For poor young couples “conscientious” enough to know they should kill their fetus rather than submit the ugly thing to being raised in a loving home by someone else, denying them the moral right to kill it is “a death sentence,” as it would “condemn them to a life of hopeless drudgery,” even “slavery to a child’s needs.” (That is, to their own child’s needs.) If this argument isn’t evidence of something bordering on moral insanity — not being allowed to kill one’s own fetus is a death sentence, because having a child is a form of slavery — I don’t know what argument is.
Rand likes to throw the word “responsibility” around a lot in this context, much as she loves to tell us how “rational” all her random emotional urges are. Yes, parenthood is a big responsibility. So is choosing to have sexual intercourse, given that — as would be obvious to anyone not blinded by an emotionally-addled dread of the idea of motherhood — the reason there is such a thing as sexual intercourse is that humans are animals which produce their offspring this way. Rand, like all emotional infants who enter into these topics, blithely ignores the most obvious problem with her argument, which she tries to obscure (from herself most of all) with her nonsense about slavery and death sentences: No one (or rather only a proportionally tiny number) is forced to do the thing humans do to reproduce. Hence, if they voluntarily do this thing, using the “unwanted responsibility” argument for abortion is pure childish whining: I didn’t ask for this! If you were an adult, and made a choice, then yes you did ask for it, although you may also have chosen to pretend there was no risk of such an outcome, for the sake of your irresponsible pleasure-seeking.

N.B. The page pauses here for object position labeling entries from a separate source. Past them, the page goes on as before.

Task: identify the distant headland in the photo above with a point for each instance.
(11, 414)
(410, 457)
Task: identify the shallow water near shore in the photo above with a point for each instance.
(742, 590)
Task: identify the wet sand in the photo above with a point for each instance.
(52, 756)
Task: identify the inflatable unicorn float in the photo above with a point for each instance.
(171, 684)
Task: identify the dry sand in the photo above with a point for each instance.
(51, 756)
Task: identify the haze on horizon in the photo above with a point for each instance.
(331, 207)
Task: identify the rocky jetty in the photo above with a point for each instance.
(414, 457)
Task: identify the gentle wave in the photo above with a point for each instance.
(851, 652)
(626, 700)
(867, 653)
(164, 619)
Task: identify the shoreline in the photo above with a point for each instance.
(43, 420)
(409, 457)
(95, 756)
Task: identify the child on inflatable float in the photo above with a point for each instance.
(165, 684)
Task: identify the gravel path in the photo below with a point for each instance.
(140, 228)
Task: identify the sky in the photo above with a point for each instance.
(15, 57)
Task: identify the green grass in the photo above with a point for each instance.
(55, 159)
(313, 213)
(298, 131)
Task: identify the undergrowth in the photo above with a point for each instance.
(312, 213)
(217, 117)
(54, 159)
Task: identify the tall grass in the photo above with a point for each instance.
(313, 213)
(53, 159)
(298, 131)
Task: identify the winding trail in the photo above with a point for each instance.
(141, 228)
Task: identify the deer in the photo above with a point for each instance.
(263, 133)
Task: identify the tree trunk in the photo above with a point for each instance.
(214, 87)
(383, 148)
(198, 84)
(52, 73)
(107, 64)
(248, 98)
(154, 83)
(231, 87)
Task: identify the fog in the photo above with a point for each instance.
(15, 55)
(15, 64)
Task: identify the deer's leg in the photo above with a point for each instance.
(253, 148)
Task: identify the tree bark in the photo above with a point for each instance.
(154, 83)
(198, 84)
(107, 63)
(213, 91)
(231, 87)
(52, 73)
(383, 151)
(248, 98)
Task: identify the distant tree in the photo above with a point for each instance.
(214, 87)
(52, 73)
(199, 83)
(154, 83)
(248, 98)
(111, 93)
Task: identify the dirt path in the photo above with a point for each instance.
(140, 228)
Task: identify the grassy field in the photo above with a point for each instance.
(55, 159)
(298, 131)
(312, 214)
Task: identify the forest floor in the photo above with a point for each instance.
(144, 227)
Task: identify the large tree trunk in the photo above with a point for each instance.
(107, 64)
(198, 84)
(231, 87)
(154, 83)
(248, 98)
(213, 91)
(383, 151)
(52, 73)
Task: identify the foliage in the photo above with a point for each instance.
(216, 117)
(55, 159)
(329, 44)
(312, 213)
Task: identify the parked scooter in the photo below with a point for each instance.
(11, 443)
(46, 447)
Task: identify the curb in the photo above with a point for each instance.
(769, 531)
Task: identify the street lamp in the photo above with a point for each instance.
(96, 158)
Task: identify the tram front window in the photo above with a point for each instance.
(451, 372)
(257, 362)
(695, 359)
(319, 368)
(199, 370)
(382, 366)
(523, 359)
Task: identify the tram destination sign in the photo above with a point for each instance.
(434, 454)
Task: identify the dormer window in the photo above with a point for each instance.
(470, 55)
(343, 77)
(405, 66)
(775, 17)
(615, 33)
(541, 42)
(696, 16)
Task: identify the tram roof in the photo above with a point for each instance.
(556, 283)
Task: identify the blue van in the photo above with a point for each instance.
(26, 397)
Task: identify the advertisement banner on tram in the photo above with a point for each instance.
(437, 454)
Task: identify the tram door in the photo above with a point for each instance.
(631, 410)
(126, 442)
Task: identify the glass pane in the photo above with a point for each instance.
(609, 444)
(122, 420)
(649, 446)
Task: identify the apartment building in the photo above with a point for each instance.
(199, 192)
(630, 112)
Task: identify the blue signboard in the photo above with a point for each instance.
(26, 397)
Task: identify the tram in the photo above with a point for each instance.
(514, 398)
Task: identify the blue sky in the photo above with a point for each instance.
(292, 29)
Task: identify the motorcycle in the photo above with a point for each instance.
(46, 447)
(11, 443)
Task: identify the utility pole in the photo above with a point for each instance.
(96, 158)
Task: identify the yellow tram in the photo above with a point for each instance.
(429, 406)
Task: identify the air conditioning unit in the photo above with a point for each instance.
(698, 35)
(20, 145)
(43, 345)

But a mature adult cannot get out of a responsibility that results from his own choices by claiming that it isn’t the result he intended. If that were the case, then every drunk driver could absolve himself by saying he didn’t intend to kill anyone; every person who vowed to stay with a spouse “in sickness and in health” could renege, guilt-free, when his wife was diagnosed with cancer, on the grounds that he didn’t really expect sickness to become an issue. Mature adults cannot escape from voluntarily chosen responsibilities this way. More importantly, mature adults do not want to escape from responsibilities this way. Mature adults do not live for their own immediate pleasure on the basis of sophistical escape hatches, phony moral arguments to save themselves from facing the consequences of their own actions and choices.
In short, Rand, like all who make the kind of arguments-from-self-absorption that she tries to make in defense of unlimited abortion and the non-being of human fetuses, was an emotional infant, and the very opposite of a mature, responsible adult. Certainly the opposite of a rational thinker.
Ayn Rand had her personal reasons, I presume, for wanting to believe that abortion should be legal and completely at the woman’s discretion. And she had her intellectual reasons — emotional reasons masquerading as intellectual ones, to be precise — for needing to persuade herself that an aborted fetus has no rights, because it has no life. Like all who make such claims, her argument founders on the rocks of common sense and basic adult decency.